What would you do!!!
I'm a mom of 1 and 1 on the way, a step mom to 2! My step sons are 12 and 10 I've been in their lives for 4 years! We have always had the same rules in our home. My 10 year old step son is AWFUL for breaking rules, he has locked up iPads, spent money on iPads, laptops, tv's. We have taken away ALL electronics from him except the tv in HIS room (that has a million child locks). It doesn't stop at electronics, he DESTROYED our lawn mower and weedeater by putting water in the gas tanks after being told not to touch them. He does this at our home and at his moms house. We are all on the same page with punishment and rules for him. He knows his real mom and his dad (my husband) have a hard time disciplining him because they both work ALOT so he spends more time with me (step mom) and his Step dad than he does his biological parents. He's clearly stated he acts up when his mom and dad are around because they allow him to get away with more things than myself and his step dad do. Which causes HUGE arguments between me and my husband and his mom and her husband. We are ALL at our wits ends with his behavior. We have tried a million things to make him listen and behave but he just refuses. We have taken him to doctors over adhd, ocd and his anger problems after SEVERAL DOCTORS they all said he has no mental issues it's all just behaviors. Our 12 year old doesn't want to be in the same house as him because he destroys his things. He lies, hides and steals things. He has said he doesn't want the new baby to come because he won't be the youngest boy anymore. HELP I AM AT MY WITS END with him!

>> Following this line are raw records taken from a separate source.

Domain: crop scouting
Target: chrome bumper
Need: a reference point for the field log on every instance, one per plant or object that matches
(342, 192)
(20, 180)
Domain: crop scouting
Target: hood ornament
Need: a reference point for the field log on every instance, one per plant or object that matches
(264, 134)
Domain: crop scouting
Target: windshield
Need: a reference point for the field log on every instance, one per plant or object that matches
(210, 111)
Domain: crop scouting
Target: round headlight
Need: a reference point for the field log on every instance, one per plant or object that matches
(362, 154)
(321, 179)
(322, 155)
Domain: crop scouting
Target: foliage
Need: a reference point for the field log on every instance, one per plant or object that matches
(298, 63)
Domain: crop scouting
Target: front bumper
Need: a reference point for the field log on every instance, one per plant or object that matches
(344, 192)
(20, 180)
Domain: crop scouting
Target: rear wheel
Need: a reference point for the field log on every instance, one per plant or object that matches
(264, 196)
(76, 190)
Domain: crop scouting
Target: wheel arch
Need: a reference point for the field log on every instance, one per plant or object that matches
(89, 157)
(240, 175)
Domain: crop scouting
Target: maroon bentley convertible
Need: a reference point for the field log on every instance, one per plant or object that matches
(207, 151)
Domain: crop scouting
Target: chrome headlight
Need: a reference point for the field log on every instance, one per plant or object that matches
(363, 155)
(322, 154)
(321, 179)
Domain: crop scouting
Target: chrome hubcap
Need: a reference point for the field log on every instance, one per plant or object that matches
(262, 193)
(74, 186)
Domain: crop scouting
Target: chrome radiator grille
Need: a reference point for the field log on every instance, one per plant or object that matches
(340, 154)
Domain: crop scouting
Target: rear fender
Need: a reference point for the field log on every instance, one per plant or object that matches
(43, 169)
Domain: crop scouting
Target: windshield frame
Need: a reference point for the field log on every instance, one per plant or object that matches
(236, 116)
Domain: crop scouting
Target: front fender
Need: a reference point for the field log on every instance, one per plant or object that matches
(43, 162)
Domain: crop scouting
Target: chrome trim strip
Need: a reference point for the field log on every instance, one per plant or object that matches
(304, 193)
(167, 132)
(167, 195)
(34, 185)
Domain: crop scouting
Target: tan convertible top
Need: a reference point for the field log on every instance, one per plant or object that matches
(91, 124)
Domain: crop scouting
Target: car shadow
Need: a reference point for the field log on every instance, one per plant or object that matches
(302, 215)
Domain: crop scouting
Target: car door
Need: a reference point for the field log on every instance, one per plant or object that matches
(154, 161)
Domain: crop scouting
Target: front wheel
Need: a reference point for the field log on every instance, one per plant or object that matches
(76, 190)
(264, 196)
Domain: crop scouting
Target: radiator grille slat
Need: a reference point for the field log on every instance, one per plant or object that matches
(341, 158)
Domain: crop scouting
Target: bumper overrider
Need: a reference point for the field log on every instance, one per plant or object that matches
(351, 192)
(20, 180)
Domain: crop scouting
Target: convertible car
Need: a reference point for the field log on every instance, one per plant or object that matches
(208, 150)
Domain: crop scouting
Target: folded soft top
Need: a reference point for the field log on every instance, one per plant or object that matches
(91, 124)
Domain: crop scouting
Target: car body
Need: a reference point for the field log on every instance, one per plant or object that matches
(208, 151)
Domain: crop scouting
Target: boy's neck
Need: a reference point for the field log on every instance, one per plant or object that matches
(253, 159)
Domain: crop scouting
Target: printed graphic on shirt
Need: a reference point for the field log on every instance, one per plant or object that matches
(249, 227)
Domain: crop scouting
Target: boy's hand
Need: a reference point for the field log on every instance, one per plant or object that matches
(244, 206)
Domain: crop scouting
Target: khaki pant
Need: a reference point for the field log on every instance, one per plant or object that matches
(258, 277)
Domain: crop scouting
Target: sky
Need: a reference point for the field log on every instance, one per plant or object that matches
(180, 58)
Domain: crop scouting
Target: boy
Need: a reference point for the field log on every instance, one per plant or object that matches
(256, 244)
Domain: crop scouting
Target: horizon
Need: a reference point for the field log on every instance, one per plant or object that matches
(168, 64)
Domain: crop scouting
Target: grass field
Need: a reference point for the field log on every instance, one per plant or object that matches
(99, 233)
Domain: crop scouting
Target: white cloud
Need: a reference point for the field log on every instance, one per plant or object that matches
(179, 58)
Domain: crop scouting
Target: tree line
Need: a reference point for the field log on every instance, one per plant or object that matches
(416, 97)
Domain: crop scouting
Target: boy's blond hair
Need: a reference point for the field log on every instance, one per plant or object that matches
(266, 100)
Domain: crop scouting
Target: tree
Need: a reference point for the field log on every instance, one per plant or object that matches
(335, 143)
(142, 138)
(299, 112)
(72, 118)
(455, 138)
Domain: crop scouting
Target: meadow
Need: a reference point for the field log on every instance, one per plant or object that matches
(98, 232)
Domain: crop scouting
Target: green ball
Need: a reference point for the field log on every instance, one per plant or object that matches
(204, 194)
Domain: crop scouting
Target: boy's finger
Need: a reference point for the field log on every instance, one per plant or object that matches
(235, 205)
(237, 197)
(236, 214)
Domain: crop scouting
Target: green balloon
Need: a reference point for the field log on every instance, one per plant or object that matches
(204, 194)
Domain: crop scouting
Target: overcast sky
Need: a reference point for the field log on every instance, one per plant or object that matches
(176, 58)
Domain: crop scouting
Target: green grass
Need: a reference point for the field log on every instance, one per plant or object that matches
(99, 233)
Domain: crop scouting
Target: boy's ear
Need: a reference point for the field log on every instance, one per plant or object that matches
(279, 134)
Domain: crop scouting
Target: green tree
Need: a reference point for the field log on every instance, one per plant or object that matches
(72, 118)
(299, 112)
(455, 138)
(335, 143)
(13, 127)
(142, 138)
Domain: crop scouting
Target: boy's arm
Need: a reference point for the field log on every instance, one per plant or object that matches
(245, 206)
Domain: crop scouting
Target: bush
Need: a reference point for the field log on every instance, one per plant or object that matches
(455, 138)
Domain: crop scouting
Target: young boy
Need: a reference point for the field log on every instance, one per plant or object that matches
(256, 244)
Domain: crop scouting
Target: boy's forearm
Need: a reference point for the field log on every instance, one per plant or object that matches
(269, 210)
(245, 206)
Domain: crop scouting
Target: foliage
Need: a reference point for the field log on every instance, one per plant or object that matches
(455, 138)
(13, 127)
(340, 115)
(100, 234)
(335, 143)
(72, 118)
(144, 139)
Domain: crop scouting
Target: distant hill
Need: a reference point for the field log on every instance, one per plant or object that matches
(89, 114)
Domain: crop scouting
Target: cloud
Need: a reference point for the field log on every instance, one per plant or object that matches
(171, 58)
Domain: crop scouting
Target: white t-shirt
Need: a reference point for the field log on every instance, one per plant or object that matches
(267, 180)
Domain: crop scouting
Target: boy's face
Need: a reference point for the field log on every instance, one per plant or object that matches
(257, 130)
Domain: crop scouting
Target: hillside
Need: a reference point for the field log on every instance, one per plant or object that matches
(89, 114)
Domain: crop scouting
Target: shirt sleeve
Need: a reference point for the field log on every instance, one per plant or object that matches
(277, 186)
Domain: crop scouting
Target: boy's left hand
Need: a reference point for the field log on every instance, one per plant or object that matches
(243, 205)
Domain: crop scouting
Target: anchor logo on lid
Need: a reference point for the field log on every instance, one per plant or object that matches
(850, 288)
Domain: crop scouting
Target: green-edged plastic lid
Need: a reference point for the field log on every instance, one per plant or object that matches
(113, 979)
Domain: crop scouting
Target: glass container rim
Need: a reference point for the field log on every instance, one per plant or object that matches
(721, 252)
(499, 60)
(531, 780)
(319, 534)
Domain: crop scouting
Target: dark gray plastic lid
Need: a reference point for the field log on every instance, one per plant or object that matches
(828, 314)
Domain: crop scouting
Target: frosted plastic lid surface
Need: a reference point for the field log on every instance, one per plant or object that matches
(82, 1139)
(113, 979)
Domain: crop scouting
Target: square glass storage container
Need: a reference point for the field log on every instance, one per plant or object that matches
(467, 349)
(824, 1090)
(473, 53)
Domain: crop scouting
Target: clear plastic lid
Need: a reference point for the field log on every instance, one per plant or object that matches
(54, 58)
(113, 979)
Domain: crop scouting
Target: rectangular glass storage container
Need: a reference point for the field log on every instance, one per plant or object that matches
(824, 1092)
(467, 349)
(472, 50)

https://www.empoweringparents
https://www.empoweringparents.com/product/total-transformation-program-s...
I got this program back in 2005 when I started the blending process. There's a lot good stuff that helped me with bratty behavior. I do think that the bio parents are screwing up any structure the step parents bring to your SSs. IMO they need constant relieable structure in both homes, with step parents not being undermined by the bio parents.
If I live to be 100, I will
If I live to 100, I will never understand why so many stepparents agree to raise their stepkids so their lazy spouses don't have to make any effort at parenting.
Time to apply your foot to
Time to apply your foot to your DH's ass and for StepDad to apply his foot to BM's ass. This kid should have zero enjoyment in life until he completely complies with the standards of behavior that you and StepDad demand.
Sounds like it is time for another set of divorces and you and StepDad partner up to raise your own kids leaving any Skids to the loving failed parenting ministrations of your idiot husband and the idiot BM.